The recent move by the United States to threaten pulling out of its United Nations peacekeeping duties should not come as surprise to those who have been paying even passing attention to the development and foundation of the International Criminal Court (ICC).

Both the former and current US administrations have consistently maintained that the United States would not ratify the treaty establishing the Court. But the Bush administration has taken the rejection of the ICC to a whole new level, first announcing, in early May, that the US would not only not ratify the treaty but would also revoke its signature on it and then, on Sunday, vetoing a routine Security Council motion to extend UN peacekeeping efforts in Bosnia for an additional six months. The message that the veto is intended to give is as clear as it is unfortunate: the US will not participate in the quest for global justice so long as its citizens are as likely to be held accountable for international crimes as anyone else’s.

This is indeed a regrettable development in the field of international cooperation. The ICC is the first permanent international court with a mandate to try those accused of war crimes, genocide and crimes against humanity. Individual countries always have the first opportunity to prosecute their own citizens for these crimes before they are brought before the Court.

While the US decision did not prevent the Court’s entry into force on Monday, which was guaranteed in April when the 60th ratification was received, it does mean, in the words of US Secretary of State Colin Powell, that the United States is “no longer bound in any way to its purpose and objective.” More importantly, the decision sets a dangerous precedent that may undermine prospects for multilateral cooperation in the name of human rights and international justice.

The United States, of course, is no stranger to accusations of exceptionalism. It has spurned a variety of virtually universal multilateral agreements relating to everything from arms control to the environment (most recently, it backed out of the Anti-Ballistic Missile Treaty and away from the Kyoto Protocol on climate control). But its decision to "unsign" the Rome Statute risks setting a precedent for other governments to either abandon their own multilateral commitments, or to undertake future commitments without any intention of substantively following through. For an international community that still relies more heavily on shared norms of right conduct - and on multilateral enforcement regimes - than on supranational law, the risk is considerable.

For the US, the risk is also considerable.
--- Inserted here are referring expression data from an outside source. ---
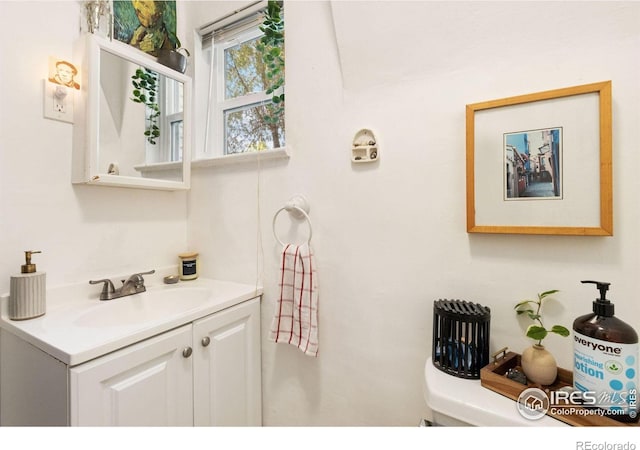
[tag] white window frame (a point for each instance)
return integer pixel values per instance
(210, 103)
(222, 103)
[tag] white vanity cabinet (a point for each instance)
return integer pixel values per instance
(146, 384)
(205, 373)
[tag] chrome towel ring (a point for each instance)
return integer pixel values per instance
(298, 207)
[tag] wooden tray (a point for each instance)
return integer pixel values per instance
(493, 376)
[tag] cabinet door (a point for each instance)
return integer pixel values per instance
(146, 384)
(227, 373)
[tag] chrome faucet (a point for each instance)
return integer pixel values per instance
(133, 285)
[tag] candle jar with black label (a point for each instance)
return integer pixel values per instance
(188, 266)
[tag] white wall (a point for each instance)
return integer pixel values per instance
(390, 238)
(83, 231)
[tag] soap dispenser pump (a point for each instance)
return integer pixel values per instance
(27, 295)
(605, 352)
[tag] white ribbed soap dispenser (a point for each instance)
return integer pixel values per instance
(27, 296)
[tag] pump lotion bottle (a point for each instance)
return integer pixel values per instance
(605, 352)
(27, 295)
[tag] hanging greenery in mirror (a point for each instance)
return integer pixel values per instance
(145, 85)
(271, 47)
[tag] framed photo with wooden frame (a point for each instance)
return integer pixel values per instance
(541, 163)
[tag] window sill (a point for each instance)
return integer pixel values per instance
(159, 167)
(239, 158)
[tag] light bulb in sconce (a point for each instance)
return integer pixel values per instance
(97, 12)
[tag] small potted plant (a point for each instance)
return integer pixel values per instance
(538, 364)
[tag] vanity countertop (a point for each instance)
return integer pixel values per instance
(78, 327)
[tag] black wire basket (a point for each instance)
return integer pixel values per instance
(460, 337)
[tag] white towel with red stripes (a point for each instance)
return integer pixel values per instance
(295, 320)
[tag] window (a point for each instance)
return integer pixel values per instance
(246, 105)
(164, 115)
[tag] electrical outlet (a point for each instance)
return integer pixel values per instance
(58, 102)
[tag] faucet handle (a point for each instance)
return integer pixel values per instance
(107, 288)
(147, 273)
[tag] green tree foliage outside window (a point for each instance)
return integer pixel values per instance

Whether or not the political strain between the United States and its allies who support the ICC will hinder ongoing efforts to expand a global coalition against terrorism, the decision will retard (if not undermine) a growing faith in multilateral solutions to the problems that affect us all.

As the world's sole remaining superpower, the US may now find itself in a position from which it can afford to opt out of widely accepted multilateral regimes. If history has taught us anything, however, it is that sustained, effective international leadership requires active participation in international regimes.


Geoffrey Pearson is the National President of the United Nations Association in Canada.